A name later ascribed to poets who dealt with subjects concerning the abstract in concrete terms.  They use logic to explain the inexplicable. 


Literally, metaphysical means to transcend above or beyond the physical or concrete.  – often used in the sense that it was about non-material and supernatural things.


 May just be a bit of meaningless literary jargon.




1.    Intellectually rigorous, scholastic,  dialectical, subtle

2.    Argumentative – using logic, syllogisms or paradox in persuasion.


                Donne has the tenacity of a sharp legal mind. Like a dogged prosecutor (sometimes defendant), he mounts a zealous case for or against his theses.

3.    Concentrated complex and difficult thought

4.    Dramatic, with abrupt aggressive opening but modulating tones.

5.    Style – concise,  succinct, epigrammatic

6.    Use of conceits; commonplace medieval topics with lots of comparisons to unusual, unexpected things or images called conceits or extended metaphors.


Deals with dichotomies,  dualities, paradoxes, antithesis in a dialectic manner


·        Body and soul   (corporal and spiritual)

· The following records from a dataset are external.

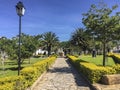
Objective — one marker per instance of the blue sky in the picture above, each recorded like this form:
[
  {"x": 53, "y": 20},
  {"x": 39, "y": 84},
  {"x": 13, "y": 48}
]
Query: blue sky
[{"x": 59, "y": 16}]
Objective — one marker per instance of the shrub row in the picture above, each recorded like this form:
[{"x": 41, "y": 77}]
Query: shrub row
[
  {"x": 115, "y": 56},
  {"x": 28, "y": 76},
  {"x": 90, "y": 70}
]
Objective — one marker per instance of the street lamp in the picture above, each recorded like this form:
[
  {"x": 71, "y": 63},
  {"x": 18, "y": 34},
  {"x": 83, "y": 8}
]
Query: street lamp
[{"x": 20, "y": 9}]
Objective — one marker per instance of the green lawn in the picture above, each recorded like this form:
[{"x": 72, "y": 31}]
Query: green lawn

·        Time and eternity (finite and infinite)

·        Real (concrete) and the ideal (abstract)

·        Carnal (profane) and divine (sacred) love

·        Sin and redemption

·        Emotion (passion) and Reason (logic)

Donne resolves everything into a unity;

a) the oneness of lovers, 

b) the self-sufficiency of lovers, 

c) the image of the circle – cycles – perfection


Marvell, another Metaphysical poet, does not attempt to resolve the dialectics of the polarities, rather he ends them in a compromise.


All metaphysical poets attempt to transcend the physical sphere in order to gain perspective or vision.


Metaphysical poets attempt to explain the emotional and spiritual elements of life in concrete, rational and logical terms.  They attempt to define our sentiments by logical syllogisms or in scientific terms.



Donne uses religious conceits in his love poetry about s*x and later in life uses s*xual conceits in his religious poetry.




“Apt association of thought and expression, calculated to surprise and delight by its unexpectedness.”  OED


Finding analogies between disparate things.


In the Canonisation, Donne compares the relationship between lovers to:

Insects, candles, the eagle and the dove, and to the Phoenix.


Samuel Johnson writing 150 years after Donne’s death criticised him for:

“the most heterogeneous ideas yoked by violence together.”



The argumentative logic is often achieved by sleight of hand and on closer look, full of fallacies.


Puns, quibbles and double meanings were favorites of all Elizabethans.


Antithesis is also popular.


Compression, brevity and a difficult nugget-like quality forces the reader to “read and think”.  Samuel Johnson.


Donne used a great deal of specialized knowledge in his poetry.  He, like Hamlet was an eclectic Renaissance scholar.


The “strong lines are often too harsh for our ears.